С жалеющей тихой улыбкою Киерко в двери вошел:
– Как живется?
– Так: руку жует что-то мне!
И, потрогав висящий свой кутыш, прошел в уголочек, под столбиком стал, на котором напыщенный Лейбниц своим париком доказал, что наш мир наилучший.
– Э, полноте, – стерпится. Оба молчали: до сумерок.
***С этого времени с Митей профессор совсем перестал говорить.

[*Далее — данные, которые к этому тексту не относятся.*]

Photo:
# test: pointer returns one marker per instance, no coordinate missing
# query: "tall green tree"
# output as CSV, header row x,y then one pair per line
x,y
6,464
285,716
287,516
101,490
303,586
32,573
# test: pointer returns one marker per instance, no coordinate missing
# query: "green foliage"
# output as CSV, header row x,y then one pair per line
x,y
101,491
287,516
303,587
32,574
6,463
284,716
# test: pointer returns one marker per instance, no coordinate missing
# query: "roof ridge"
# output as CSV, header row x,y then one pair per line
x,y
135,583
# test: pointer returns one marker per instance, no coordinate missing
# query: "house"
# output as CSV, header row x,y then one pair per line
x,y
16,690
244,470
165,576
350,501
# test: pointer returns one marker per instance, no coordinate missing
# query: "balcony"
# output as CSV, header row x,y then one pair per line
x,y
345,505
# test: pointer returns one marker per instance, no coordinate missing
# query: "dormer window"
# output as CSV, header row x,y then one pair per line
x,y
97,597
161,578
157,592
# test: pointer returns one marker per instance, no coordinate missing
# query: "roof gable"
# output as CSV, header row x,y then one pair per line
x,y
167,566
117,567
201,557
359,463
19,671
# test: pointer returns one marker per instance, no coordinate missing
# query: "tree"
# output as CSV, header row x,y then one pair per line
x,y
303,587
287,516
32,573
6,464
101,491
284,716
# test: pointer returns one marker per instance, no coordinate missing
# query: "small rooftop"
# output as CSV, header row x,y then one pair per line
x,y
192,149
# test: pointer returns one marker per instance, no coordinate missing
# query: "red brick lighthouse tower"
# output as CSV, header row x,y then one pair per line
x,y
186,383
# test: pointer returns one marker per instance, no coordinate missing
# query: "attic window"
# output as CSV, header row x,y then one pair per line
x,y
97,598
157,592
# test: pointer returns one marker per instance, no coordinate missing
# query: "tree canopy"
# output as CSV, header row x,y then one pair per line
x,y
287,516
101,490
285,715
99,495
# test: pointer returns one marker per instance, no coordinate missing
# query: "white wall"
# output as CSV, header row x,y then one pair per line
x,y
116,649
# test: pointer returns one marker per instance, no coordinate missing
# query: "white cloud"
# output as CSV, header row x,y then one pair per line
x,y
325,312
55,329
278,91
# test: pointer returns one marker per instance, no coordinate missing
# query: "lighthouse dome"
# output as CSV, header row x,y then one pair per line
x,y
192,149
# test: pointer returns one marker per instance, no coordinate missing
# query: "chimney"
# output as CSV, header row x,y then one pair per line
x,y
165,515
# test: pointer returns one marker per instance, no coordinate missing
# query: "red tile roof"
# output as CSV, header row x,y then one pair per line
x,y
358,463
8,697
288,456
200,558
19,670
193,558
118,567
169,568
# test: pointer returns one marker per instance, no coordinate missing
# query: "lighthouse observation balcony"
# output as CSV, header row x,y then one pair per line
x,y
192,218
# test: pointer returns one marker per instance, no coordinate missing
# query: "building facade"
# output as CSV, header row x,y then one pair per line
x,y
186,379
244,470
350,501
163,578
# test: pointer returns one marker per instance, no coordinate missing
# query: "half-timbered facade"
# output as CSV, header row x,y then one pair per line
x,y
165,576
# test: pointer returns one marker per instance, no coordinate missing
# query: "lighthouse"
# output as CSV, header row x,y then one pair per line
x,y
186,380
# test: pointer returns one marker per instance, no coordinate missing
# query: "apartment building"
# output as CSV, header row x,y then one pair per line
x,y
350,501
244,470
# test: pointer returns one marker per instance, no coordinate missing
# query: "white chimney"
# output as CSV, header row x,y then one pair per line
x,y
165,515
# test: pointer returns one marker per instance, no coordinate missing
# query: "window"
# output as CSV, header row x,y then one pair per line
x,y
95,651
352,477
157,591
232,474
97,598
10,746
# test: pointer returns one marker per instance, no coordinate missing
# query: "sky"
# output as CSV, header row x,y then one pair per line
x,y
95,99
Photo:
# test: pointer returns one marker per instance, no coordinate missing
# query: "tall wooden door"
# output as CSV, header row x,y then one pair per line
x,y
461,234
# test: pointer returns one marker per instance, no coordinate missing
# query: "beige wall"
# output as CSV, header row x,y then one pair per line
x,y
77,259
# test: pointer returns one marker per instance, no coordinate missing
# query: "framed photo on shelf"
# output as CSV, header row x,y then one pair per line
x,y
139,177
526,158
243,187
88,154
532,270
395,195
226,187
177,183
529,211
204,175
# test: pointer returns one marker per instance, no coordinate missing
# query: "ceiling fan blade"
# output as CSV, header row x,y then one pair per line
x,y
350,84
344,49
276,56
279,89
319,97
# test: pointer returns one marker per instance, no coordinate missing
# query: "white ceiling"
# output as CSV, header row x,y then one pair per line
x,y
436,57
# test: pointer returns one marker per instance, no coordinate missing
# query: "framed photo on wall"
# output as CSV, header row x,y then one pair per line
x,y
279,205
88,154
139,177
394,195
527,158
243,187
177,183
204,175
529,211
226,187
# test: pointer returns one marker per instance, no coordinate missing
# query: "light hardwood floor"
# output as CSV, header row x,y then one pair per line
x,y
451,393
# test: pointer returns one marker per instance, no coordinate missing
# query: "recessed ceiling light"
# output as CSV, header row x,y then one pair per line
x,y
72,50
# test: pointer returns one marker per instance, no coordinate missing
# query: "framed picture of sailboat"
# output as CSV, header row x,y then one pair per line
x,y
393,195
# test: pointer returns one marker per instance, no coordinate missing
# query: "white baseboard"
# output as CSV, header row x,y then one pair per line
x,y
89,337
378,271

Уже после, когда выходил он из дома, – на ключ запирал кабинетик: а ключ брал с собою; ночами он слышал, как Томочка, цапа, устраивал все цап-царапы в передней: и грыз свою кость; выходил в коридорчик со свечкою.
Томочки – не было!
Тут заюжанило; все – разжиднело, стекло; сняли шубы: пролетки загрохали; вновь – подморозило; вечером же серо-розовый и кулакастый булыжник – поглядывал в окна и твердо, и сиверко.
10
На кулакастый булыжник засеял снежишко. И вьюга пустилась вприсядку по улицам. И раздались неосыпные свисты; рои снеговые неслись; и ноябрь, прогоняющий быстро пролетки, чтоб вывезти саночки, сеял обвейными хлопьями; хлопья крепчали, сливались; посыпался белый потоп.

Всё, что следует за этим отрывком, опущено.